I’ve watched ride sharing companies Uber and Lyft with a great deal of interest. The idea of having a system where vehicle owners can connect with people wanting ride to the benefit of both appeals to me. But I’ve always been put off by both services’ centralized nature. Centralized systems are too easy for the state to regulate or shutdown and lend themselves too well to the central authority placing every stricter rules on the users. Uber has decided to flex its centralized power by banning both drivers and passengers from carrying firearms while using its service:
Uber Technologies says it is banning firearms of any kind during rides arranged through the Uber platform, and drivers or riders who violate the rule may lose access to the platform. The rules also apply to Uber’s affiliates.
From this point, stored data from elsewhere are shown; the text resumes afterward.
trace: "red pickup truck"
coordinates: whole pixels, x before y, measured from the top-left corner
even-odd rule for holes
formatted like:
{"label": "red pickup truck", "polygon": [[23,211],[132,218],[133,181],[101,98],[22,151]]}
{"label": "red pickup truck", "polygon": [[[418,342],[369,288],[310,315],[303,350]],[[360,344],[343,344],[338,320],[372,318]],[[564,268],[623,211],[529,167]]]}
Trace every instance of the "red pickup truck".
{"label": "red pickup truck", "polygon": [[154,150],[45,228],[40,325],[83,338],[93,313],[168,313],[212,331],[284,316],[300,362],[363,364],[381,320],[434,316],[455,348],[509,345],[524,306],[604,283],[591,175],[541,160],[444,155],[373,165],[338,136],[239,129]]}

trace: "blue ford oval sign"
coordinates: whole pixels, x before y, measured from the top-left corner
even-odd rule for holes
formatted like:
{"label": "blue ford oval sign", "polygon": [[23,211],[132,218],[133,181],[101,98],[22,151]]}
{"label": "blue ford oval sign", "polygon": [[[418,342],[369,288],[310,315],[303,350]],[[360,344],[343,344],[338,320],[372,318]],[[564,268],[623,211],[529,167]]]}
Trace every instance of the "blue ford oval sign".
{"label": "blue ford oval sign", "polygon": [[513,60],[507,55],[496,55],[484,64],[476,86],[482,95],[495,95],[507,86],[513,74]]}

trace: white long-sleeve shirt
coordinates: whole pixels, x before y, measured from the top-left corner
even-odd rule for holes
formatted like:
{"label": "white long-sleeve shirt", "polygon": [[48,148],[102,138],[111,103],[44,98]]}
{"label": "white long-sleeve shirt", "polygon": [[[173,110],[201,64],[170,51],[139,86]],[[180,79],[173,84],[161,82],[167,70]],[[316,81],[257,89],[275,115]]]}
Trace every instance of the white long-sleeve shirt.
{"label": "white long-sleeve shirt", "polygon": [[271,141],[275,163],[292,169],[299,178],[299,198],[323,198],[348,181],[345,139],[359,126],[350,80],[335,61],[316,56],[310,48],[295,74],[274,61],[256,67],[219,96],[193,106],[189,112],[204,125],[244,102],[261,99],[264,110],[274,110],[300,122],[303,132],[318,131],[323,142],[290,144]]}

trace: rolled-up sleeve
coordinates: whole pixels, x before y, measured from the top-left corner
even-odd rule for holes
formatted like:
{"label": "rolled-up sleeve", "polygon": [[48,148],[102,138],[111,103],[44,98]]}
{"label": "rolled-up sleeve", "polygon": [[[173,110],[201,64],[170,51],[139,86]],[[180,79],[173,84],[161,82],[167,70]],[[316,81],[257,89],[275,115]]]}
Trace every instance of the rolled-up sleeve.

The company said Friday it changed its firearms policy on June 10 to make sure riders and drivers feel comfortable. In a statement, Uber said it made the change after reviewing feedback from both passengers and Uber drivers. Previously it had deferred to local law on the issue.
I could point out concealed means concealed and that Uber doesn’t have an legal authority so carrying while using its service isn’t criminal. But I firmly believe if a company doesn’t want to do business with me then I don’t want to do business with it. I’m also of the opinion that it should be up to the driver, the person who owns the vehicle after all, to decide what they do and do not want to allow in their vehicle. A decentralized ride sharing service would allows drivers to make such decisions.
This announcement is rather ironic though. Whereas most companies that announce gun prohibitions don’t have a history involving firearms Uber does. One of its drivers actually prevented a mass shooting:
A group of people had been walking in front of the driver around 11:50 p.m. Friday in the 2900 block of North Milwaukee Avenue when Everardo Custodio, 22, began firing into the crowd, Quinn said.
The driver pulled out a handgun and fired six shots at Custodio, hitting him several times, according to court records. Responding officers found Custodio lying on the ground, bleeding, Quinn said. No other injuries were reported.
With this new policy Uber is effectively saying it would have preferred if more people had died in that incident. I don’t want to do business with a company that doesn’t want to do business with me and I certainly don’t want to do business with a company that would rather people die than its drivers and passengers be armed.